Let's start off, though, with how easy it is to understand the more specific cultural references and gags in this film for non-Japanese. If you know absolutely nothing about these regions, then it's likely a lot of the most specific jokes will go over your head (like people from Chiba Prefecture being obsessed with peanuts, or Gunma being an uncivilised, prehistoric land). However, the rivalry between the elite, big city of Tokyo and what is effectively a grubbier suburb in the shape of Saitama is easy to relate to from the start, so everyone can join in and enjoy even if they don't have a personal invesment in this regional rivalry.
So, much like the brilliant Welcome To The South, Fly, Saitama is accessible and entertaining to a wider international audience. What's more is that, even when it's not poking fun at any one of the prefectures in the region, the film's manic energy allows it to prove just as enjoyable all the same. Featuring rapid-fire comedy that keeps jokes coming all the way through, you're bound to find yourself laughing at some point, even if not every joke lands as intended.
Away from the comedy, the most striking thing about Fly, Saitama is its use of an exaggerated fantasy world as an allegory for the various regional disputes and quarrells. While the core ideas of the rivalry are clear from the start, bringing them into the context of a semi-futuristic setting that's almost totally devoid from reality means that there's a lot more freedom to play up even the tiniest little things and make fun of them.
So, Tokyo is a glistening metropolis, Chiba is a medieval world by the sea, and Saitama is a devastated wasteland. In that, the film really shows just how much fun it is having by playing with these regional stereotypes and ideas, and through that very style, it allows you to join in and enjoy it to the full, without ever worrying about being seriously offensive or unfair to any one of the various sides.
It's a fun and unique concept that works really well for the intended effect, but the one reservation that I do have about Fly, Saitama is that it occasionally indulges itself a little too much in that fantasy world, moving focus away from the core sense of humour.
In effect, the film turns out as a sort of fantasy movie with jokes about Saitama, whereas it would have been best if it had stayed as a joke about Saitama peppered with a bit of fantasy. As a result, some parts where the movie goes into full manga mode may turn some viewers off, as the focus unfortunately drifts away from its cleverest and most entertaining premise.

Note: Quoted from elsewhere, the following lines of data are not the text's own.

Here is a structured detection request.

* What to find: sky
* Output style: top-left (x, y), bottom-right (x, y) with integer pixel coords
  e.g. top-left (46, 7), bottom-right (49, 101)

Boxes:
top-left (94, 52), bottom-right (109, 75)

Overall, though, I had a lot of fun with Fly, Saitama. A delightfully ridiculous and energetic take on regional divides and rivalries in Central-East Japan, with good humour and a playful attitude throughout as it takes the premise into a hyper-exaggerated fantasy world. It may get a little over-involved in its own fantasy, and move the focus a bit too much away from the core humour, but on the whole, it's a thoroughly enjoyable and pleasantly manic watch.